Python Regular Expressions 
*   [re Python documentation](https://docs.python.org/3/library/re.html)
*   [Quick reference](https://www.computerhope.com/unix/regex-quickref.htm)
*   [Cheat Sheet](https://www.dataquest.io/wp-content/uploads/2019/03/python-regular-expressions-cheat-sheet.pdf)

![regular_expressions](https://res.cloudinary.com/practicaldev/image/fetch/s--_iE0KvdT--/c_imagga_scale,f_auto,fl_progressive,h_900,q_auto,w_1600/https://dev-to-uploads.s3.amazonaws.com/i/zpek00ubevoxvn458b01.png)

[Photo source](https://dev.to/mconner89/regular-expressions-grouping-and-string-methods-3ijn)
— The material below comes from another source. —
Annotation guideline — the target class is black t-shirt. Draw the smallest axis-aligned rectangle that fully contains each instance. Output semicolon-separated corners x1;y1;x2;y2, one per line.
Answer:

Here is our text sample, a short review of the movie [Jaws](https://en.wikipedia.org/wiki/Jaws_(film))

In [1]:
text = '" Jaws " 🦈🦈🦈 is a rare film that grabs your attention before it shows you a single image on screen. The movie opens with blackness, and only distant, alien-like underwater sounds. :) :D It deserves 5 stars, not 4 stars.'
text

'" Jaws " 🦈🦈🦈 is a rare film that grabs your attention before it shows you a single image on screen. The movie opens with blackness, and only distant, alien-like underwater sounds. :) :D It deserves 5 stars, not 4 stars.'

Transform text to lowercase

In [2]:
text = text.lower()
text

'" jaws " 🦈🦈🦈 is a rare film that grabs your attention before it shows you a single image on screen. the movie opens with blackness, and only distant, alien-like underwater sounds. :) :d it deserves 5 stars, not 4 stars.'

importing [re](https://docs.python.org/3/library/re.html) library

In [3]:
import re

Remove digits

In [4]:
re.sub(' \d+', '', text)

'" jaws " 🦈🦈🦈 is a rare film that grabs your attention before it shows you a single image on screen. the movie opens with blackness, and only distant, alien-like underwater sounds. :) :d it deserves stars, not stars.'

Converting numbers to words using [num2words](https://github.com/savoirfairelinux/num2words) (it works on multiple languages)

We need to install the num2words library first.

In [6]:
!pip install num2words

Collecting num2words
  Downloading num2words-0.5.10-py3-none-any.whl (101 kB)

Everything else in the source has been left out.